We started back around the fallow field. Going the opposite side from the draw, Sally pointed down in the woods. As I started toward her I could hear turkeys putting. Before I got to her, she was moving but excited.
As I came across the dam of the little pond near where Boss had pointed earlier he was on point again. About the same area. This time because of the pond I had to walk away from him for a while then try to circle around. Again before I got to him he was moving. But all 3 dogs were really hunting the cover. Trying to find something.
We checked the little bowl again then came up to a soybean field. I was watching Boss hunt the edge when I felt the GPS vibrate. Mann was on point about 150 yards away. I went to him and got the picture of him on point and the one of Sally honoring him. If I had of taken a picture further left it would have shown a cedar tree real close. Mann was pointing a single quail that flushed on the other side of the cedar tree. I saw it for about a nano second. No time for a shot but I had pictures of the dogs. I’d rather have the pictures.
We circled on to the north around the soybean field. I had couple of points but nothing flushed when I went in front. We came back along the edge and as we went toward the truck, Mann pointed again. Sally and Boss honored. I took some pictures and then walked in front of him. One quail flushed and started around a small tree. I rushed the shot and just broke a wing. Mann ran to where it dropped but didn’t see it run off. Boss was coming to help and the cripple ran right to him.
Boss doesn’t retrieve and just started picking up quail, my last hunt. The cripple jumped about 3 feet high and Boss grabbed it. He took a couple of steps away from me and dropped the quail. It started to run and he grabbed it again. By then I was close enough to get ahold of Boss and started petting. I petted him several seconds and he was ready to give the bird to me. I tried to give him the head of the bird. He took it then dropped it and went back to hunting.
We went on around the soybean field without finding anything else. I started up the road to the truck but the GPS showed Sally on point in the edge of a corn field about a 150 yards away. When I got close she was about 30 yards inside the corn field. The corn stalks were taller than me. From past experience I knew there would be nothing there by the time I got there but I might hear it flush. There is no way to walk quietly through a corn field.
Sure enough when I got to her, she started trailing. The other 2 dogs came in and helped. There was evidently quite a bit of smell but I never saw or heard anything. When we got back to the truck I loaded dogs and we went to the other side, where I had tried to hunt first thing.

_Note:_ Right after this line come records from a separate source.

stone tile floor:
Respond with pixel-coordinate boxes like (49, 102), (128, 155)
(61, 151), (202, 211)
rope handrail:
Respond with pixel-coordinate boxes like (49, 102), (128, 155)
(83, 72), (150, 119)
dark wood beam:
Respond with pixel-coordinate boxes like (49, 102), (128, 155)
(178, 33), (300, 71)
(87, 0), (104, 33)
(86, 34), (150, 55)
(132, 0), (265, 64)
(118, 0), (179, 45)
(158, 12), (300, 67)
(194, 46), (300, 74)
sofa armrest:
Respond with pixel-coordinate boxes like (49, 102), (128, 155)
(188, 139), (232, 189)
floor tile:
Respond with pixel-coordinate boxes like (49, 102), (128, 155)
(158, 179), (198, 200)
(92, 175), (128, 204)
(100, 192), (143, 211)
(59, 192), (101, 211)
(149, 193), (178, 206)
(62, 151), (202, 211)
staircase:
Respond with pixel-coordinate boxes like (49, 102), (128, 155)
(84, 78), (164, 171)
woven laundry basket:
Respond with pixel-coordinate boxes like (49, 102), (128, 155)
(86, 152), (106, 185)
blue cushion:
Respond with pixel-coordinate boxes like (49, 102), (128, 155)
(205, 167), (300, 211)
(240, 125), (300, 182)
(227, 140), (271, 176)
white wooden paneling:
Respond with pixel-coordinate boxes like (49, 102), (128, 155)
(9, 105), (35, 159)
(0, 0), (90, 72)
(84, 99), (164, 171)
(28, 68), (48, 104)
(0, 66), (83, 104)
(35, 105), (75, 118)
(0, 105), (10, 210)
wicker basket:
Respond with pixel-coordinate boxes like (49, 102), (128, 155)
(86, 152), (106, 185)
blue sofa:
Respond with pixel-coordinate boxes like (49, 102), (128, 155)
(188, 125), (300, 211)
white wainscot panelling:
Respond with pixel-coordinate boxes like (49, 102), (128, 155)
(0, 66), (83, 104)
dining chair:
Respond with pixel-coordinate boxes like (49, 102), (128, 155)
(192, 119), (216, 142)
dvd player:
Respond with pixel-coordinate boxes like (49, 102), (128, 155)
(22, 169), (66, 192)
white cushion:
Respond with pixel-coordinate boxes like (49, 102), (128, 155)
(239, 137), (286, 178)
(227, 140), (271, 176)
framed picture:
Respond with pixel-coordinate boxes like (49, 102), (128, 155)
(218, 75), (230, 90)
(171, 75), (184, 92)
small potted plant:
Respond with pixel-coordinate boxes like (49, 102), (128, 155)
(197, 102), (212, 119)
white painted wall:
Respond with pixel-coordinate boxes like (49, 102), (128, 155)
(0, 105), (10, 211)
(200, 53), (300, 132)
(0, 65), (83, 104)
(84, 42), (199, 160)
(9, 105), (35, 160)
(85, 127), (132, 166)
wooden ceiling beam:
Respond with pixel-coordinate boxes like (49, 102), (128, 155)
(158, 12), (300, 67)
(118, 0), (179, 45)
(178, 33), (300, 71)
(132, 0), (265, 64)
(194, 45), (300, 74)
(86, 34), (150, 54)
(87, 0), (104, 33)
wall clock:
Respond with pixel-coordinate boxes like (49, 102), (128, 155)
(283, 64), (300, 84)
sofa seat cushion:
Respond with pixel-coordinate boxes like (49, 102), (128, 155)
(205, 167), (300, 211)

There was still one truck in the parking lot but I felt that he was the other way from where I wanted to run. We went into a pretty strong south wind. This side had unharvested corn. I was tired of the corn before we walked half a mile and decided to just move over a little way and hunt back to the truck. And that’s what we did.
I couldn’t see the dogs most of the time, in the corn fields, and that takes the fun out of the hunt, for me. So when we got back I loaded the dogs and headed home. I will check on the place and hunt it again when they get the crops out. I feel sure there are more quail here than just the phantom covey.